First of all, I am only in 8th grade, and while I do study topics from a much higher level, I do not yet understand calculus. I also have searched various internet resources, but the only solution to this problem seems to be graphing.

I would like to know if a problem in the format of $a^x = bx$ (where $a$ and $b$ are constants) can be solved with a moderate accuracy (such as first 3 decimal digits) without graphing OR trial and error. So far, I could make this problem a logarithmic one: $log_a (bx) = x$, but I am unsure of how to progress from here.

If you need an example, here is one: $10^x = 7x.$

Furthermore, if the previous is solvable, will it be simple to solve this problem: $100(1.05)^x = 10x + 50.$

Thanks for your effort and time.


As said in comments, the only explicit solutions of the zero's of function $$f(x)=a^x-bx$$ are given in terms of Lambert function (which is not elementary) (just have a look here) $$x=-\frac{1}{\log (a)}W\left(-\frac{\log (a)}{b}\right)$$ and, in the linked page, you will find expansion allowing the evaluation of $W(t)$.
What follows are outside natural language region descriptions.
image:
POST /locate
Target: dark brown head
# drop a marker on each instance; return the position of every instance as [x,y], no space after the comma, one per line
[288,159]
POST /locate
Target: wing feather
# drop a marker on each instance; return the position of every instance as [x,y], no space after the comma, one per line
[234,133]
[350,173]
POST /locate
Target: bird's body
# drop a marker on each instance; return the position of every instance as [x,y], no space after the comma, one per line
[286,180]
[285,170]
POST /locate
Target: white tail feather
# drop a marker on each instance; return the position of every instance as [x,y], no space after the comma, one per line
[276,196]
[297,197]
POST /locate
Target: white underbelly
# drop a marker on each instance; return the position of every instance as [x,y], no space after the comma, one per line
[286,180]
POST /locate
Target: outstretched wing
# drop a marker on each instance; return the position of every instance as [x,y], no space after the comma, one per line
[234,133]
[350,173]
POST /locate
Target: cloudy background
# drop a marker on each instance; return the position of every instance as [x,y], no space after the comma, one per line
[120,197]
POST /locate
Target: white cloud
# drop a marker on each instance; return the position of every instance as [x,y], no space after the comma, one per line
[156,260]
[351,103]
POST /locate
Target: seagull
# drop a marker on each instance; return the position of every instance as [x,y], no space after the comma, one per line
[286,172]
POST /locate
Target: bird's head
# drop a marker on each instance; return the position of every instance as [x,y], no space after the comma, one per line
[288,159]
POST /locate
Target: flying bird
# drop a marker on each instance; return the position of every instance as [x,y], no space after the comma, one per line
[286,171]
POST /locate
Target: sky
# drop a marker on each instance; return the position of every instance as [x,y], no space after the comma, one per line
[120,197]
If, for the time being, you cannot use Lambert function, without graphing, you can do good work. For the next, I shall assume that $a$ and $b$ are real and positive.
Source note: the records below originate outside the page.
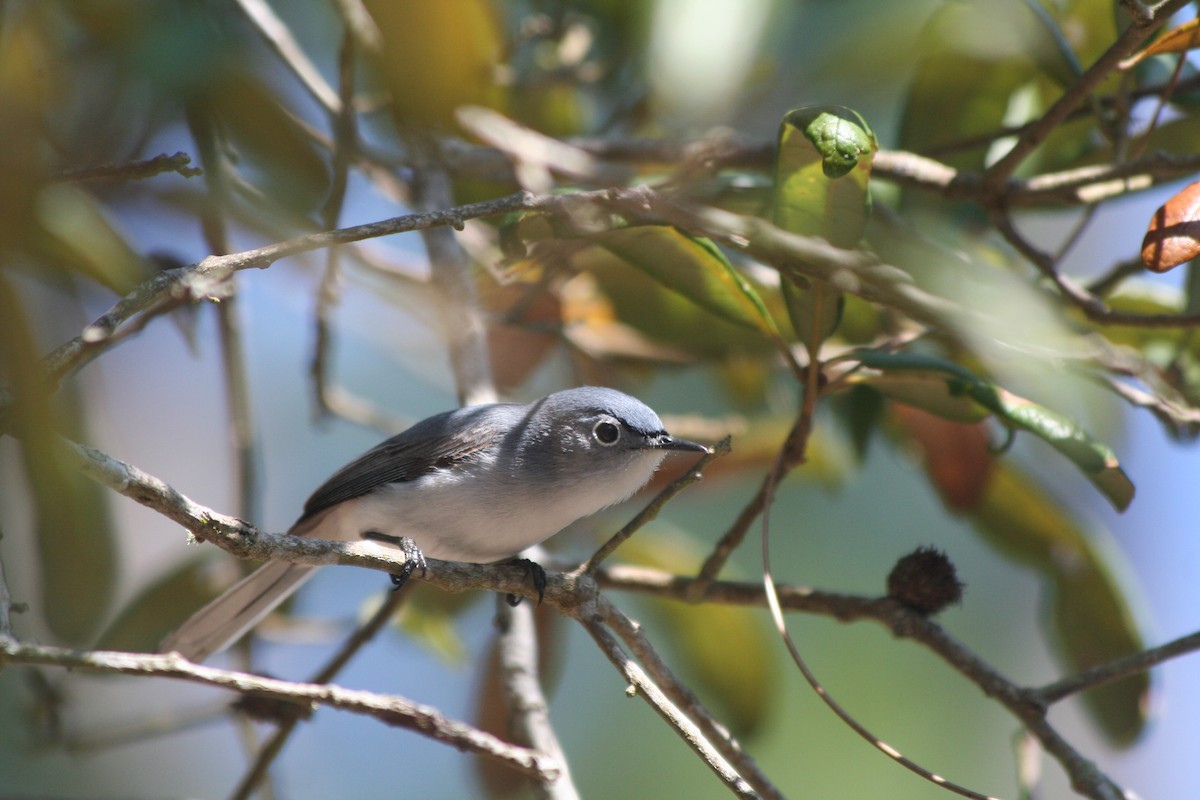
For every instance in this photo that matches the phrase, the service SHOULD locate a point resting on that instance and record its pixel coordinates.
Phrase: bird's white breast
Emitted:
(477, 515)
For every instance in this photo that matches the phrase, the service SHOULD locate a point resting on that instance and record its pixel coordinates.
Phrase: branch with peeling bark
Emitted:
(576, 595)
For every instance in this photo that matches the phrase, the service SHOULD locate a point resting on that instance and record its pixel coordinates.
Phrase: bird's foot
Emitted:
(535, 573)
(413, 557)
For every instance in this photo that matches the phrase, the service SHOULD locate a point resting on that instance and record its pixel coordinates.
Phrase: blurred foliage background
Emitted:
(142, 136)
We have $$f'(x)=a^x \log (a)-b \qquad \text{and} \qquad f''(x)=a^x \log ^2(a)$$

The first derivative cancels at $$x_*=\frac{1}{\log (a)}\log \left(\frac{b}{\log (a)}\right)$$

Since $f(0)=1$, if $$f(x_*)=\frac{b}{\log (a)}\left(1-\log \left(\frac{b}{\log (a)}\right)\right)$$ is negative, then you conceive that there two roots, one on each side of $x_*$. They correspond to the two branches of Lambert function. If this is not the case, no real solution.
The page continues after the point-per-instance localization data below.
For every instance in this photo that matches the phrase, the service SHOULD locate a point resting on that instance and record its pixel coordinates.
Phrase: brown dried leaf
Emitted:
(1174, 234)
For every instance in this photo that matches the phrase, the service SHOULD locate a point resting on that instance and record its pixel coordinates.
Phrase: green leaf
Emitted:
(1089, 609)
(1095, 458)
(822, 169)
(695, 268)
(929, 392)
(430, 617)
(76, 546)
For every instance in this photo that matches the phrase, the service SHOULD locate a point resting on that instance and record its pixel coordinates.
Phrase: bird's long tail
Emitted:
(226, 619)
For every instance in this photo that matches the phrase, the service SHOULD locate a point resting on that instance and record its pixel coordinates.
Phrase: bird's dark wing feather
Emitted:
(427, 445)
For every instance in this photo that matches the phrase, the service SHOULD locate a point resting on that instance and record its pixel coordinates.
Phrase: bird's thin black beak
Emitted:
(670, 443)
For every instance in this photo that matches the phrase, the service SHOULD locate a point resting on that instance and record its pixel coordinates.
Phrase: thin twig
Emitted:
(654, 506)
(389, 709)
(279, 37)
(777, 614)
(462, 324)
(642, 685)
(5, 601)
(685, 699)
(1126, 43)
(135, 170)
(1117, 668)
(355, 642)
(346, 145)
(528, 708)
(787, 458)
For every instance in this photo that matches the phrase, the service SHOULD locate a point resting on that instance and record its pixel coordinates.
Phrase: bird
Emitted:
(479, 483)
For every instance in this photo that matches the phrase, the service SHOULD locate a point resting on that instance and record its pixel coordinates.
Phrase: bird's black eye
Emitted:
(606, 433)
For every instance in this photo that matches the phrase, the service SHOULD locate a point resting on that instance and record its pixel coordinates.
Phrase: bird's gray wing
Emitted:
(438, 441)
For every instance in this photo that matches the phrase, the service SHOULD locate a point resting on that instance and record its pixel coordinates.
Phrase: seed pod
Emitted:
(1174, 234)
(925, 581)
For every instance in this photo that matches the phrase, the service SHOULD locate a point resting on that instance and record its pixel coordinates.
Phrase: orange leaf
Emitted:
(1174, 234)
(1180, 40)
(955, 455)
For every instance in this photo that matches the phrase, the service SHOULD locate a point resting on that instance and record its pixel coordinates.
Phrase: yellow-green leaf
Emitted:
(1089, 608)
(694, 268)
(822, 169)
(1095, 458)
For illustration, considering your case $a=10$ and $b=7$, we have $x_*=0.482882$ and $f(x_*)=-0.340115$; then two roots.

If, as in this case, $a$ and $b$ are "similar", you can approximate the solutions expanding $f(x)$ as a Taylor series around $x_*$ and have $$x_\pm=x_* \pm \sqrt{-2 \frac{f(x_*)} {f''(x_*)} }$$ For the working case, this would give (as estimates) $$x_-=0.277449 \qquad \text{and} \qquad x_+=0.688316$$ while the exact solutions are respectively be $x_-=0.259894$ and $x_+=0.673319$ which is not too bad (this was done with my phone). Now, if you want to polish the roots, you need a numerical method such as Newton. I give you below the iterates for each root $$\left( \begin{array}{cc} n & x_n \\ 0 & 0.277449 \\ 1 & 0.259315 \\ 2 & 0.259893 \\ 3 & 0.259894 \end{array} \right)$$ $$\left( \begin{array}{cc} n & x_n \\ 0 & 0.688316 \\ 1 & 0.673998 \\ 2 & 0.673320 \\ 3 & 0.673319 \end{array} \right)$$